Exploring UN Speeches and Their Relation with World Happiness Data
Oct 2021 ~ MSc Course "Fundamentals os Data Science"
Length: 2w (at 0.5 FTE)
Programming language: Python (Pandas, NumPy, Matplotlib, seaborn, RE, NLTK,
wordclound, scikit-learn, LightGBM)
Data:
- UN yearly speeches from every country from 1970 to 2020
- World Happiness data about each country from 2005 to 2020, containing features such as the overall happiness
of the country, its GDP, life expectancy, and freedom to make choices
Problem description:
Explore, pre-process, and combine UN speeches with Life Ladder data to perform sentiment
analysis, predict a country's happiness index, and classify the region of a speech
Approach:
Prior to merging, the two datasets were cleaned and pre-processed by summarizing the features,
filling the missing entries using Linear Interpolation, lemmatizing the speeches, and deriving additional
variables such as the number of words, the average sentence length, and the most iconic
words of each speech (the ones with the largest TF-IDF score).
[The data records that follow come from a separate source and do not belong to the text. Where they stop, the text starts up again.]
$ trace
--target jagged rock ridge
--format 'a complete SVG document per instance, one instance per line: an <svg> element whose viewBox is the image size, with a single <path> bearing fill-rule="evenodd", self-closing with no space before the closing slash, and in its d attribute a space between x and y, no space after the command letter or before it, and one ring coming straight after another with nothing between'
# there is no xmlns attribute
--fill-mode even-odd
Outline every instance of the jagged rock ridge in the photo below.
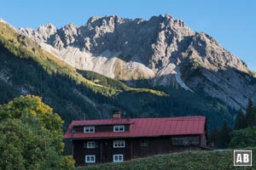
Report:
<svg viewBox="0 0 256 170"><path fill-rule="evenodd" d="M91 17L79 27L20 30L78 69L121 80L152 78L154 85L177 82L236 109L245 107L248 98L256 101L255 77L243 61L168 14L149 20Z"/></svg>

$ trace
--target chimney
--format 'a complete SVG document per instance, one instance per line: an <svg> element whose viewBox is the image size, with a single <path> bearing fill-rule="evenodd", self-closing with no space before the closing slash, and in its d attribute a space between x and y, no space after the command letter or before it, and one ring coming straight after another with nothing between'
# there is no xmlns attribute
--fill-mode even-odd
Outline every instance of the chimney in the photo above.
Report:
<svg viewBox="0 0 256 170"><path fill-rule="evenodd" d="M121 110L113 110L113 119L120 119L121 118Z"/></svg>

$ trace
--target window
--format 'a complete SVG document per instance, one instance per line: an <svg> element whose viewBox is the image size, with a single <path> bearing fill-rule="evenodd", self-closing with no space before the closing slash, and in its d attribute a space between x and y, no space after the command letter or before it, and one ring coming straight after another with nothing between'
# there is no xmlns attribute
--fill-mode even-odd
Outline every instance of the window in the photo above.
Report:
<svg viewBox="0 0 256 170"><path fill-rule="evenodd" d="M87 142L87 148L95 148L95 142L94 141Z"/></svg>
<svg viewBox="0 0 256 170"><path fill-rule="evenodd" d="M123 155L113 155L113 162L123 162Z"/></svg>
<svg viewBox="0 0 256 170"><path fill-rule="evenodd" d="M84 133L95 133L95 127L84 127Z"/></svg>
<svg viewBox="0 0 256 170"><path fill-rule="evenodd" d="M125 132L125 125L113 126L113 132Z"/></svg>
<svg viewBox="0 0 256 170"><path fill-rule="evenodd" d="M113 140L113 148L125 148L125 140Z"/></svg>
<svg viewBox="0 0 256 170"><path fill-rule="evenodd" d="M85 163L95 163L95 156L85 156Z"/></svg>
<svg viewBox="0 0 256 170"><path fill-rule="evenodd" d="M142 147L148 146L148 140L141 140L140 146Z"/></svg>
<svg viewBox="0 0 256 170"><path fill-rule="evenodd" d="M176 146L198 145L199 137L172 138L172 144Z"/></svg>

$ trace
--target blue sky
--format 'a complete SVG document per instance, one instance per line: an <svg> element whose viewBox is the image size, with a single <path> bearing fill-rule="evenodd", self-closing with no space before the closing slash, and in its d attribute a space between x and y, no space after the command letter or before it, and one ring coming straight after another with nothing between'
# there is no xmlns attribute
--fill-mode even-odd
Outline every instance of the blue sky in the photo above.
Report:
<svg viewBox="0 0 256 170"><path fill-rule="evenodd" d="M52 23L84 25L90 16L119 15L148 20L169 14L194 31L213 37L256 71L254 0L3 0L0 17L15 27Z"/></svg>

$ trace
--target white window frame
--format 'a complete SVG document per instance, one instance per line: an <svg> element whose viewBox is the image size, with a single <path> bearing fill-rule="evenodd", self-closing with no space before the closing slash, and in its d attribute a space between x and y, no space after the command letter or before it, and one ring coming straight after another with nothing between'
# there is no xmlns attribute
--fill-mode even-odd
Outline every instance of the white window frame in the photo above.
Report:
<svg viewBox="0 0 256 170"><path fill-rule="evenodd" d="M147 139L143 139L140 141L141 147L148 147L149 145L149 141Z"/></svg>
<svg viewBox="0 0 256 170"><path fill-rule="evenodd" d="M95 127L84 127L84 133L95 133Z"/></svg>
<svg viewBox="0 0 256 170"><path fill-rule="evenodd" d="M113 148L125 148L125 140L113 140Z"/></svg>
<svg viewBox="0 0 256 170"><path fill-rule="evenodd" d="M87 148L95 148L95 141L89 141L87 142Z"/></svg>
<svg viewBox="0 0 256 170"><path fill-rule="evenodd" d="M117 157L117 160L115 159L116 157ZM122 154L113 155L113 162L123 162L123 161L124 161L124 155L122 155Z"/></svg>
<svg viewBox="0 0 256 170"><path fill-rule="evenodd" d="M120 130L120 129L123 129L123 130ZM125 125L115 125L115 126L113 126L113 131L114 133L125 132Z"/></svg>
<svg viewBox="0 0 256 170"><path fill-rule="evenodd" d="M88 157L90 161L87 160ZM93 158L93 161L91 161L91 158ZM85 163L95 163L95 162L96 162L95 155L85 156Z"/></svg>

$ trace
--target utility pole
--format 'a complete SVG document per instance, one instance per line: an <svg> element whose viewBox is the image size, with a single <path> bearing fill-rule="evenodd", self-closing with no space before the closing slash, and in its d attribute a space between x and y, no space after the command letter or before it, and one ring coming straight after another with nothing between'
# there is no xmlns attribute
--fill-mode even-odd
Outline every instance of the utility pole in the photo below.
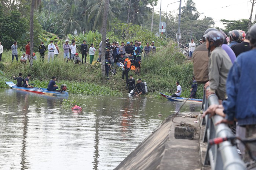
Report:
<svg viewBox="0 0 256 170"><path fill-rule="evenodd" d="M253 10L253 6L254 5L254 4L255 4L255 3L254 2L255 1L255 0L252 0L252 1L250 0L250 1L252 3L252 10L251 10L250 11L250 19L249 19L249 23L248 24L248 30L249 31L249 30L250 29L250 28L251 26L252 26L252 11Z"/></svg>
<svg viewBox="0 0 256 170"><path fill-rule="evenodd" d="M153 4L153 10L152 12L152 19L151 20L151 32L153 30L153 22L154 21L154 8L155 7L155 3Z"/></svg>
<svg viewBox="0 0 256 170"><path fill-rule="evenodd" d="M162 7L162 0L160 1L160 18L159 18L159 23L161 22L161 7Z"/></svg>
<svg viewBox="0 0 256 170"><path fill-rule="evenodd" d="M181 16L181 0L180 0L180 8L179 10L179 21L178 22L178 33L177 35L177 41L178 42L178 48L180 47L180 16Z"/></svg>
Then, the sentiment was extracted
using VADER.
When it comes to the Machine Leaning tasks, one-hot encoding was applied to the categorical
features before the data was split into 80/20 training-test sets. Then, two LightGBM models, one
for regression and one for multi-class classification, were designed with a randomized search,
5-fold cross-validation method to find better hyperparameters.
Results:
Analyzing the evolution of the positive and negative sentiments over time for Syria, one can
observe the impact of the civil war that started in 2011. This manifested in the negative sentiment overcoming the
positive one, as can be seen below.
Next, the LightGBM model predicting the happiness of a country looking at its UN speeches turned out
to be inaccurate, scoring an R2 of roughly 33%. On the other hand, the LightGBM designed to
handle the multi-class classification of speakings per region registered an accuracy of 73% after
its hyperparameters were tuned.